Created by a German developer and distributor of digital medical products, it’s available on prescription in Germany. A study has shown that it can help remedy insomnia.

According to Penzel, the app mainly provides sleep hygiene rules – for example, maintain a regular bedtime and rise time, and keep your bedroom and workspace separate – in combination with consultation.

“Sleep isn’t something you can simply switch on – it’s a behaviour,” he says. “You’ve got to try to reduce stress and relax before you go to bed.”

A study has shown that the Somnio sleep tracker can help remedy insomnia. Photo: Somnio

Digital sleep aids can though be useful when part of a relaxing bedtime ritual, Penzel says. For some people the ritual is reading, for others a glass of warm milk, subdued lighting or white noise.

“Whatever calms you down is positive,” he says. “So you can’t say that all these gadgets are rubbish.
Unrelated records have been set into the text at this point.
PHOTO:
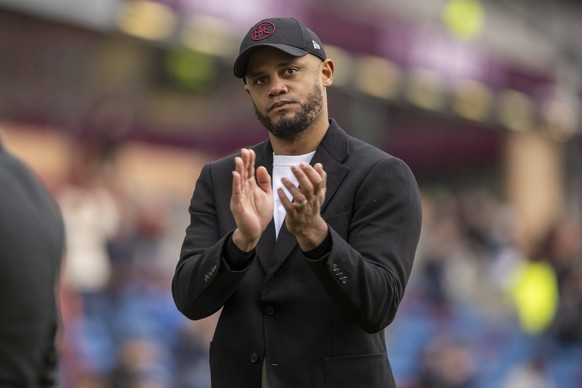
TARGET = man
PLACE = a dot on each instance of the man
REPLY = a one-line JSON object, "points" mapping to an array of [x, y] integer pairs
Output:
{"points": [[31, 249], [308, 267]]}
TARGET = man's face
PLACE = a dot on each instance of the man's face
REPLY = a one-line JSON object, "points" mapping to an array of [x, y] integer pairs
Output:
{"points": [[286, 91]]}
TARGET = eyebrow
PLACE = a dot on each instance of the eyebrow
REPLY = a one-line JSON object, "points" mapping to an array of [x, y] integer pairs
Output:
{"points": [[281, 64]]}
If they’re used to bolster a [bedtime] ritual, then yes, they can help.”

Sleep coach Jan Herzog takes a similar view: “These tools don’t enable someone with a genuine sleep disorder to fall asleep quicker and sleep more soundly,” he says, although he does allow that in individual cases they can help a person to relax.

“In order for us to sleep, our nervous system has to switch from stress-and-performance mode to relaxation-and-rest mode,” he explains.
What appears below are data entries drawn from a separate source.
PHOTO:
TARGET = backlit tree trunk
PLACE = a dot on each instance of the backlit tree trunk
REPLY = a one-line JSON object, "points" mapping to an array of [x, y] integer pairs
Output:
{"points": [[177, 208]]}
Dealing with your worries and fears during the day can help relieve insomnia at night, sleep coach Jan Herzog says. Photo: Shutterstock

What truly helps to relieve insomnia, he says, is dealing with your worries and fears during the day so that they don’t keep you up at night.

“You should write down the three things currently causing you the most stress, and three ways to solve them. Then you won’t have to occupy your mind with them in the last 20 minutes of the day,” Herzog says.

In cases of severe sleep disorders, specialised cognitive behaviour therapy can help, Weess says.

“It’s always better when patients learn to be their own sleeping pill,” he says. “That means they learn how to enter a sleep-inducing state of relaxation and calm on their own, and not by taking a medication or using a technical aid.”